Prior to this rule, CMS covered germline genetic testing (with NGS technologies) only for patients with a diagnosis of cancer who met specific criteria, largely based on the published NCCN guidelines. Now, the specific stage and diagnosis are being brought into play. This has the effect of excluding a large population of patients for whom knowledge of an underlying germline mutation could alter their treatment course and potentially help prevent future cancers.

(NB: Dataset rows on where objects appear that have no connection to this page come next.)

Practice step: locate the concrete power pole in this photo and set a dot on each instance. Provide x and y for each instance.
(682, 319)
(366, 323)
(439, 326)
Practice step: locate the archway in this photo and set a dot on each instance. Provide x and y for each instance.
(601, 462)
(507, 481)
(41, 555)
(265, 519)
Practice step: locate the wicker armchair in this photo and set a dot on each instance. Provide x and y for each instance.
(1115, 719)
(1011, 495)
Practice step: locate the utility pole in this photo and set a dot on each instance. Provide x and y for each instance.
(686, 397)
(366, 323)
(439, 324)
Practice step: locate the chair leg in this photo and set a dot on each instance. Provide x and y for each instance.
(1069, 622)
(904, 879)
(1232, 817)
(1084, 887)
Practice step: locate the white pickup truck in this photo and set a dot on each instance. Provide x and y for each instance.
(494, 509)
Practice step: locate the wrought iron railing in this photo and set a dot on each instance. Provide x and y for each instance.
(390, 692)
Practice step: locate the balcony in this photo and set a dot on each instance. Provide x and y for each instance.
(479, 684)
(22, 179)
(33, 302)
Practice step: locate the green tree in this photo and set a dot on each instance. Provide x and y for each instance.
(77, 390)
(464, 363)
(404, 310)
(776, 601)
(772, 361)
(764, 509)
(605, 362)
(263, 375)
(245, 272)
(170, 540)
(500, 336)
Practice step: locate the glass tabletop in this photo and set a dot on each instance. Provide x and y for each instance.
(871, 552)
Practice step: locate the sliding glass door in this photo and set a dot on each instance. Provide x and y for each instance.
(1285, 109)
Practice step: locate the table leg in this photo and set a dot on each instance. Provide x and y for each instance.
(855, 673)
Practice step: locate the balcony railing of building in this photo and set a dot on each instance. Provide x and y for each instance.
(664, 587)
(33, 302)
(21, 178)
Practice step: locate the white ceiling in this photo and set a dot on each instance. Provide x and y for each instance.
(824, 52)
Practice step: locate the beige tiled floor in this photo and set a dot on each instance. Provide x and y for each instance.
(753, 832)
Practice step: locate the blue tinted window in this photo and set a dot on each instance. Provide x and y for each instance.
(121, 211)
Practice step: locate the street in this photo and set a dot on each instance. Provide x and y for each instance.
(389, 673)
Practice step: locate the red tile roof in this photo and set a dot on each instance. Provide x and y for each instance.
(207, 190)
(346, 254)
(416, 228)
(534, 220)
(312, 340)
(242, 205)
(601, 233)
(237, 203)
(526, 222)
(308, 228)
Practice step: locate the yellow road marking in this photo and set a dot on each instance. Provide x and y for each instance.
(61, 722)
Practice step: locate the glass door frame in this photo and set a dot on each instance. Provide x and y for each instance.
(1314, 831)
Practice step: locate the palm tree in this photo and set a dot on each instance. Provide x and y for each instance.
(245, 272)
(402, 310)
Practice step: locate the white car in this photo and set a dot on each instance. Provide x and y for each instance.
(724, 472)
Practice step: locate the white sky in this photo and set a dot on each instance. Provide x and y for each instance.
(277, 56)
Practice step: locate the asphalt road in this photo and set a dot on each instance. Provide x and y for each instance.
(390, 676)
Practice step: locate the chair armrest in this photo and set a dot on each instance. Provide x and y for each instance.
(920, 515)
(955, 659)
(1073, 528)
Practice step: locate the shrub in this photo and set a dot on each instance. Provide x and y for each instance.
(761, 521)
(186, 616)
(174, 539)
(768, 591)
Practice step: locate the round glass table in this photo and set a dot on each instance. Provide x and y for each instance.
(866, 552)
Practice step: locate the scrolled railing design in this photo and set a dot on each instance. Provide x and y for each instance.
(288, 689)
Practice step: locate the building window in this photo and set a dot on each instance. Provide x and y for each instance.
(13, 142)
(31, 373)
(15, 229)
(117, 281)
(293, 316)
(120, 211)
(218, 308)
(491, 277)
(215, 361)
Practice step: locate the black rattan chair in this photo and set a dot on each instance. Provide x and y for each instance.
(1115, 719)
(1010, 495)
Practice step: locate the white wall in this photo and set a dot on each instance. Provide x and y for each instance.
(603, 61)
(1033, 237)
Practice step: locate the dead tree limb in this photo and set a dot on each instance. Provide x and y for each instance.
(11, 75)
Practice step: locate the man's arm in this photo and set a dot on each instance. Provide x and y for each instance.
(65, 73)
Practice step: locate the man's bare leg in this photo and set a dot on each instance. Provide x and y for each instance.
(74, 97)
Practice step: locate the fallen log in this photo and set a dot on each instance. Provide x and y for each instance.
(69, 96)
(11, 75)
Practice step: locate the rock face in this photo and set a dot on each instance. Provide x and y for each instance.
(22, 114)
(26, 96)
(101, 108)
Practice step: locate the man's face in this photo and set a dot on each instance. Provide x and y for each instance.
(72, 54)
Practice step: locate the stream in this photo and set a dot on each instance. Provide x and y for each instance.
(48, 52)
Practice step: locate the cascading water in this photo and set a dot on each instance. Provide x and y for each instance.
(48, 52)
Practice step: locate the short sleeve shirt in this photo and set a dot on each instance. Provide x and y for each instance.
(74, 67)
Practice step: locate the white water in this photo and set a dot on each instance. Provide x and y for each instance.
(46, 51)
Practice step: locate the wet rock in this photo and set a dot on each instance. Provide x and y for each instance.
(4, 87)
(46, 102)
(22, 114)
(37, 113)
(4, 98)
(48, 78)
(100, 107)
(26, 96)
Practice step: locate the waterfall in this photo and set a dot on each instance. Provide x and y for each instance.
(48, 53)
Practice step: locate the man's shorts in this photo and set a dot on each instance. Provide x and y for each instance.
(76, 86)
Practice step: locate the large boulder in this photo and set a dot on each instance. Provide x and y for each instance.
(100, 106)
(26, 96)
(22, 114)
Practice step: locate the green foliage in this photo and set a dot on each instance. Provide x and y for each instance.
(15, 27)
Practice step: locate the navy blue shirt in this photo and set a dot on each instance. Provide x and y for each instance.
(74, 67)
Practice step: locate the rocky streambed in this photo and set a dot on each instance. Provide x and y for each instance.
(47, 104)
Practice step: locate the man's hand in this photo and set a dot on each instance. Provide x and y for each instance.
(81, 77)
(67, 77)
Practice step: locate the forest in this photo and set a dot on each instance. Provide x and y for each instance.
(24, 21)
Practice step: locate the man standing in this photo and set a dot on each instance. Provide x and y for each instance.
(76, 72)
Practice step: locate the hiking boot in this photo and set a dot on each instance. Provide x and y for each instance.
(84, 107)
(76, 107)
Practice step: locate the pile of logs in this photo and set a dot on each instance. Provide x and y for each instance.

It is also worth noting that master’slevel trained certified genetic counselors are currently not recognized by Medicare. Consequently, in our practice, Medicare patients undergoing genetic counseling must be seen by either a physician or a nurse practitioner who has advanced specialty training in genetics. In states like Oregon, where we practice, it seems counterproductive to direct a group of patients away from the practitioner with master’s level expertise specifically in genetic risk evaluation, counseling, and testing. Last October, the National Society of Genetic Counselors presented a bill to Congress to recognize certified genetic counselors as Medicare practitioners.2 Hopefully, these uniquely trained professionals will soon be acknowledged by CMS.
Precision Medicine May Drive Germline Coverage
Tremendous advances are occurring in sequencing tumor genomes and identifying and targeting individual oncogenic driver mutations. We applaud CMS’ efforts to expand access to this potentially lifesaving technology. As our understanding of the cancer genome as defined by NGS broadens, great progress will undoubtedly occur in personalized therapeutics and diagnostics. However, misapplying the NCD to exclude patients with earlier-stage cancers from germline testing sets us back and hinders the pace of growth in knowledge about the interplay between germline and somatic genetics. As our ability to treat cancer grows and more cancers become chronic diseases, the information provided by germline testing will be critical in our ability to offer all patients the most effective therapies and cancer prevention plans.